All escaped except myself and a man named Branzandi. We had to wait for our unjust sentence for two years, but at last it appeared. My wretched fellow was condemned to lose his head, and afterwards to be burnt, while I was sentenced to ten years' imprisonment 'in carcere duro'. In 1765 I was set free, and went to Padua hoping to live in peace, but my persecutors gave me no rest, and I was accused of the same crime. I would not wait for the storm to burst, so I fled to Rome, and two years afterwards the Council of Ten condemned me to perpetual banishment.

"I might bear this if I had the wherewithal to live, but a brother-in-law of mine has possessed himself of all I have, and the unjust Tribunal winks at his misdeeds.

"A Roman attorney made me an offer of an annuity of two pawls a day on the condition that I should renounce all claims on my estate. I refused this iniquitous condition, and left Rome to come here and turn hermit. I have followed this sorry trade for two years, and can bear it no more."

"Go back to Rome; you can live on two pawls a day."

"I would rather die."

I pitied him sincerely, and said that though I was not a rich man he was welcome to dine every day at my expense while I remained in Naples, and I gave him a sequin.

Two or three days later my man told me that the poor wretch had committed suicide.

In his room were found five numbers, which he bequeathed to Medini and myself out of gratitude for our kindness to him. These five numbers were very profitable to the Lottery of Naples, for everyone, myself excepted, rushed to get them. Not a single one proved a winning number, but the popular belief that numbers given by a man before he commits suicide are infallible is too deeply rooted among the Neapolitans to be destroyed by such a misadventure.

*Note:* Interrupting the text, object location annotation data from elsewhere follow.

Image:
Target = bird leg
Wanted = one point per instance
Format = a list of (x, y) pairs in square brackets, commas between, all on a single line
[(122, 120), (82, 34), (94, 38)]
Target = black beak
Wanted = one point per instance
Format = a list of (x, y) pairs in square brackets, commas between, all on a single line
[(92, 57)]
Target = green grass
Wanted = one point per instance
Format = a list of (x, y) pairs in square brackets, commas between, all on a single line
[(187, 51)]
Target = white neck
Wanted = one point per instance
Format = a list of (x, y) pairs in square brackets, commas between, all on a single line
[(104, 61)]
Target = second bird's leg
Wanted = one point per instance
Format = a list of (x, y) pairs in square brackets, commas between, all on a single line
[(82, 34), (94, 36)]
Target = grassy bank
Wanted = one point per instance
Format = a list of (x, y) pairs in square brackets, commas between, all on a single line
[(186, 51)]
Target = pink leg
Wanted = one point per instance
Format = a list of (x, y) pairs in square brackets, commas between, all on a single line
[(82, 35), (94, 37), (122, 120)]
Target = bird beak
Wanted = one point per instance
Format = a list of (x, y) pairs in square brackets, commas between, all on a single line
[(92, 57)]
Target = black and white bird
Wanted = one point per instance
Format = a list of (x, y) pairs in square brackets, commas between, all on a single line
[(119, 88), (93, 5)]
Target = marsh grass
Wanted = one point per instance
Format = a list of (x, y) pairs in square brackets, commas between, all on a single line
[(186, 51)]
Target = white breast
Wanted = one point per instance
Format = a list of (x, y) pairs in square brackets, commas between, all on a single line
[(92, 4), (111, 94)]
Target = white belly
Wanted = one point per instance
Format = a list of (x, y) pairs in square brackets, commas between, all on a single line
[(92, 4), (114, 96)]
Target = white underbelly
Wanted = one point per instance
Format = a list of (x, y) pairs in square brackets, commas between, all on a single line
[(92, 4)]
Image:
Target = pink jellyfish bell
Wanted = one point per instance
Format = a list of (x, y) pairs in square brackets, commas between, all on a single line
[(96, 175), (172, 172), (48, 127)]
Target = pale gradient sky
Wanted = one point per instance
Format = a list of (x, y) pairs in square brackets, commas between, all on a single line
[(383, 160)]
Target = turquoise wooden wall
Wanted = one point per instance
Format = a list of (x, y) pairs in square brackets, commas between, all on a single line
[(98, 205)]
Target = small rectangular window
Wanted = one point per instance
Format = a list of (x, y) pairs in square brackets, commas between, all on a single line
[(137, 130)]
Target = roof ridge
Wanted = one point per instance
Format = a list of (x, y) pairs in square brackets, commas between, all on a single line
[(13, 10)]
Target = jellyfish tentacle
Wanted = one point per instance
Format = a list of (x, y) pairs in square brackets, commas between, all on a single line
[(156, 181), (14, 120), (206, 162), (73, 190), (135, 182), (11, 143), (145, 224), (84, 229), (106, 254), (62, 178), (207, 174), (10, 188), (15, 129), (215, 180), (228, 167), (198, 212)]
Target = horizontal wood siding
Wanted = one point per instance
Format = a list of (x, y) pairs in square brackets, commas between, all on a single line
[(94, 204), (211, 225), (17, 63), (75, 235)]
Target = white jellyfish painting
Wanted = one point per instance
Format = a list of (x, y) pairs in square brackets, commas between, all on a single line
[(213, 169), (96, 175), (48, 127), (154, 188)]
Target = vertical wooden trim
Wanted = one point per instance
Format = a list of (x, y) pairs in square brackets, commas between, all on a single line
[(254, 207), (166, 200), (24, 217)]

I went to see the wretched man's body, and then entered a cafe. Someone was talking of the case, and maintaining that death by strangulation must be most luxurious as the victim always expires with a strong erection. It might be so, but the erection might also be the result of an agony of pain, and before anyone can speak dogmatically on the point he must first have had a practical experience.

As I was leaving the cafe I had the good luck to catch a handkerchief thief in the act; it was about the twentieth I had stolen from me in the month I had spent at Naples. Such petty thieves abound there, and their skill is something amazing.

As soon as he felt himself caught, he begged me not to make any noise, swearing he would return all the handkerchiefs he had stolen from me, which, as he confessed, amounted to seven or eight.

"You have stolen more than twenty from me."

"Not I, but some of my mates. If you come with me, perhaps we shall be able to get them all back."

"Is it far off?"

"In the Largo del Castello. Let me go; people are looking at us."

The little rascal took me to an evil-looking tavern, and shewed me into a room, where a man asked me if I wanted to buy any old things. As soon as he heard I had come for my handkerchiefs, he opened a big cupboard full of handkerchiefs, amongst which I found a dozen of mine, and bought them back for a trifle.

A few days after I bought several others, though I knew they were stolen.

The worthy Neapolitan dealer seemed to think me trustworthy, and three or four days before I left Naples he told me that he could sell me, for ten or twelve thousand ducats, commodities which would fetch four times that amount at Rome or elsewhere.

"What kind of commodities are they?"

"Watches, snuff-boxes, rings, and jewels, which I dare not sell here."

"Aren't you afraid of being discovered?"

"Not much, I don't tell everyone of my business."

I thanked him, but I would not look at his trinkets, as I was afraid the temptation of making such a profit would be too great.

When I got back to my inn I found some guests had arrived, of whom a few were known to me. Bartoldi had arrived from Dresden with two young Saxons, whose tutor he was.